Tetyana Karpenko: How actually identities changed at that time?

 Viktoria Boretska: So let’s say, if I give you some details, I was researching the photo club, so very local things, and it still exists today. As many different photo. So every town of the South had its own photo club. 

Tetyana Karpenko: Not only in the South. 

Viktoria Boretska: Not only South, but we’re talking about the South now, because that was the capital of culture in 2022. And the photo club of Dudelange back then was, let’s say, doing this amateur photography. The workers were going on field trips and making nice photos, right? But during the decline, something happened.
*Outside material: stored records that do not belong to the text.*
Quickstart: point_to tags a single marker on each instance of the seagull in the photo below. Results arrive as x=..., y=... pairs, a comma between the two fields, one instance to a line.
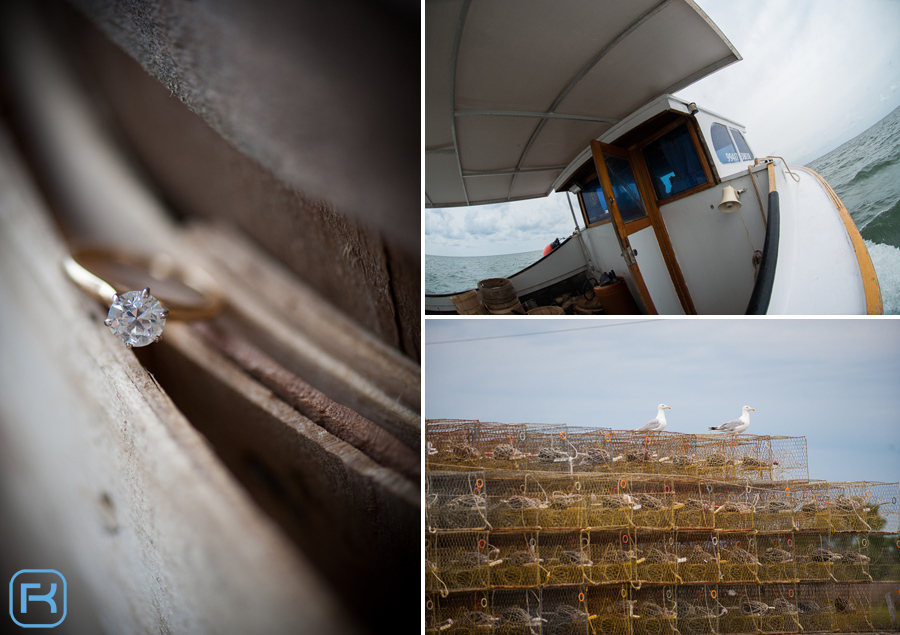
x=738, y=425
x=658, y=424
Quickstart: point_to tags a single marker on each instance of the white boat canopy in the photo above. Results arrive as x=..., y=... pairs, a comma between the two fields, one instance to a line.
x=516, y=89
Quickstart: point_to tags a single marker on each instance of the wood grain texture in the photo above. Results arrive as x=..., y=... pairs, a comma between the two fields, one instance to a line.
x=364, y=435
x=309, y=337
x=311, y=91
x=101, y=469
x=192, y=498
x=356, y=520
x=356, y=261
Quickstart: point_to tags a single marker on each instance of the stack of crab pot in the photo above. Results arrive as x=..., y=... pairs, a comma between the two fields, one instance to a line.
x=540, y=529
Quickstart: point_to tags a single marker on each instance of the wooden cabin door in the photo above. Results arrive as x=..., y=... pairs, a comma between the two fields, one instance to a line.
x=629, y=212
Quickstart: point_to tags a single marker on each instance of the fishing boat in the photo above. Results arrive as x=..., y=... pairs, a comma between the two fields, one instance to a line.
x=670, y=203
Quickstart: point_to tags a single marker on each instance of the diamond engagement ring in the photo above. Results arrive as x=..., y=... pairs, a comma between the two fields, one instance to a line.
x=136, y=317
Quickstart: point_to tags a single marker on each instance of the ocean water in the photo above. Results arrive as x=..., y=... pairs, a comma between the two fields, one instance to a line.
x=864, y=172
x=452, y=274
And what happened is that the young generation of young wolves, they were called it, came to overthrow the president of the photo club, who was like a very well esteemed industrial. Well, not industrial boss, but one of those well regarded gentlemen and who had standards in photography. The generation of young wolves came to start a new era in photography. So it belongs to everybody. It’s everybody’s self expression. 

Anybody who wants can be engaged and they don’t have to participate in different tournaments or different competitions to look at how proportionate the image is. It’s not really about proportion. It’s about an idea. That’s what the young workers, the young wolves came to represent. And there was this overthrow, let’s say. Well, on a local level, it was a big deal. And one of the things that they did, at the Braderie in 1984 (grand yearly street fair), if I’m not mistaken, they have assembled, let’s say, a tent with white background. Put a chair in front of it and put still analog camera in front of it with an automatic trigger, like a little button, so that people could take photos of themselves. 
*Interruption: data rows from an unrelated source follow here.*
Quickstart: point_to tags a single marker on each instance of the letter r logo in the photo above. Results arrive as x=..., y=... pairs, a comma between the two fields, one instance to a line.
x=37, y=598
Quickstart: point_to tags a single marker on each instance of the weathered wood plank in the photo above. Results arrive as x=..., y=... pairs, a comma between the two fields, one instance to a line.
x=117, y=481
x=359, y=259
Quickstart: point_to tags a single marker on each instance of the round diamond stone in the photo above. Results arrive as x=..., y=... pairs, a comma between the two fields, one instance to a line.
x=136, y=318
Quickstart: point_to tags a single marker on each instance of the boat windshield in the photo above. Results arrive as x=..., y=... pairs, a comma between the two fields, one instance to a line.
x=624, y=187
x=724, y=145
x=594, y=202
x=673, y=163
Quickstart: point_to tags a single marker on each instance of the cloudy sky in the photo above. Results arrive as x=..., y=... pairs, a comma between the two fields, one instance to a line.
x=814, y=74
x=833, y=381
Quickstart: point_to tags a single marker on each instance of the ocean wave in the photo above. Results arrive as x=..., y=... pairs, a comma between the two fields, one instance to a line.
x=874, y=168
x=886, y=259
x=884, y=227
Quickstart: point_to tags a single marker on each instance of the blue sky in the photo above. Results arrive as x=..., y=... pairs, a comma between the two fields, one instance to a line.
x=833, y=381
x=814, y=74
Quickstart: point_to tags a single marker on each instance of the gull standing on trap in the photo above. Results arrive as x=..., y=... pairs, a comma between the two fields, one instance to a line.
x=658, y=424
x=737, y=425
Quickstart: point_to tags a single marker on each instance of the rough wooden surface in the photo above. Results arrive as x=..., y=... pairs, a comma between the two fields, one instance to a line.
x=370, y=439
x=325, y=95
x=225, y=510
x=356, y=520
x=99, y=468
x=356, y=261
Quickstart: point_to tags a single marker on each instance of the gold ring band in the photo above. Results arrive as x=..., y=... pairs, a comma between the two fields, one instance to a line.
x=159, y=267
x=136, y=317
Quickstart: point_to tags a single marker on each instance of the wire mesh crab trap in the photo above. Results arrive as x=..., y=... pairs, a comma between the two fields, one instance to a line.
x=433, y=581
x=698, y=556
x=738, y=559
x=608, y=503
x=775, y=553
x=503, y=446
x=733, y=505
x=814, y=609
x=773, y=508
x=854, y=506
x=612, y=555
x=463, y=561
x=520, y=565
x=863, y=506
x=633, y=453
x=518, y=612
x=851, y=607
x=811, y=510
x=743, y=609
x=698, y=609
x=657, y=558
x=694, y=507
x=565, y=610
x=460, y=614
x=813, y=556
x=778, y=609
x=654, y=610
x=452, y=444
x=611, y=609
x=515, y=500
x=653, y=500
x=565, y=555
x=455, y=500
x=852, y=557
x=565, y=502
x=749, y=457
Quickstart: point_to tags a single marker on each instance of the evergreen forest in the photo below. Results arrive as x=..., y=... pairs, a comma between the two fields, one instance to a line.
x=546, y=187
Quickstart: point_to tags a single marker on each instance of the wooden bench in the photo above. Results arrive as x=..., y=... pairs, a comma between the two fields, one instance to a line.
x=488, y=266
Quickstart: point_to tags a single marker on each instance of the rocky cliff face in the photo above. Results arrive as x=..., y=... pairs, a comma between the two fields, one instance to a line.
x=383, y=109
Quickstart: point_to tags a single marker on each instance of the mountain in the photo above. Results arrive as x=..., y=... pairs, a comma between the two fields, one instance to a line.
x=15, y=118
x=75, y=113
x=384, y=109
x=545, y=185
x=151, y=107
This is a very symbolic move, very empowering move, that nobody else owns the image of you but you. So this is the message they wanted to communicate to the people who lived in the area, saying that you don’t have to comply to the industrial bosses, you don’t have to do anything but be yourself and you have the power to see yourself. 

Tetyana Karpenko: That’s a pretty cool thing. But was it a part of your project in terms of looking at which identity then emerged? Basically because it was that identity of workers. Right? And then you say, then it was a decay. So what kind of identities emerged in this process? 

Viktoria Boretska: Yeah. So the thing is that this project, let’s say my sub project about the process of decline is being now kind of continued by one of the PhD students that are still doing their research on that, about this identity. So I propose all of our listeners to follow the work of C²DH to explore this new identity. But this is, as we speak the process of post industrialization. So post industrial age is very complex.